1. Introduction
Recurrent respiratory papillomatosis (RRP) is a rare disease that may cause voice disorders of varying severity and affect airway patency. It is caused by infection with the human papilloma virus (HPV). Among the HPVs responsible for the development of RRP, HPV-6 and 11, found in over 90% of RRP cases, belong to the group of low-oncogenic viruses, although type 11 is believed to be associated with a more aggressive clinical course of the disease.
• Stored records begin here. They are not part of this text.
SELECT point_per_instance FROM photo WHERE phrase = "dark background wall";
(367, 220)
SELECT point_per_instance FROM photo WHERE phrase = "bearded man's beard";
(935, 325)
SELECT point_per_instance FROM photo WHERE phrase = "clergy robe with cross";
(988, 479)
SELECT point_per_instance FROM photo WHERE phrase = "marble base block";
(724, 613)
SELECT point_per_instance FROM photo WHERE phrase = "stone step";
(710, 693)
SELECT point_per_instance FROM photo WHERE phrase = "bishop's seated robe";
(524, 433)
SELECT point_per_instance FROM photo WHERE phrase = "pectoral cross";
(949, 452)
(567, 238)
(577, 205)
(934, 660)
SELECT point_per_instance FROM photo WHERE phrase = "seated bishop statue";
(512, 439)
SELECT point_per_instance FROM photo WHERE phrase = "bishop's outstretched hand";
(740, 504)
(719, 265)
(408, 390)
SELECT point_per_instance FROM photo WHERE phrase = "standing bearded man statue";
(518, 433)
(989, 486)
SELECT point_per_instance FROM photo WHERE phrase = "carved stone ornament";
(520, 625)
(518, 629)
The less common types 16, 18, 31, and 33 have increased oncogenic risk [
1,
2].
RRP is classified as either the childhood form, with its onset in early childhood (Jo-RRP), or the form that develops in adulthood (Ao-RRP). The cut-off age is considered to be 12 years [
3]. The incidence rate in adults is 1.8/100,000 and in children is 4.3/100,000 [
4].
The gender distribution of laryngeal RRP shows a significant male predominance, which may be explained by significant differences in sex hormone levels between the sexes. Furthermore, male vocal cords have more androgen receptors than female cords. Some researchers suggest that androgens may be responsible for the higher incidence of laryngeal papilloma in men [
5].
The clinical course and severity of RRP are highly variable. The most common symptom of RRP is progressive hoarseness, which causes significant voice dysfunction (reported by 68–78% of adults with RRP) [
6]. Due to the involvement of the upper respiratory tract, a chronic cough, recurrent respiratory tract infection, dyspnea, and acute respiratory failure may occur. However, the biggest problem in treating this disease is the very high recurrence rate, requiring frequent reoperations.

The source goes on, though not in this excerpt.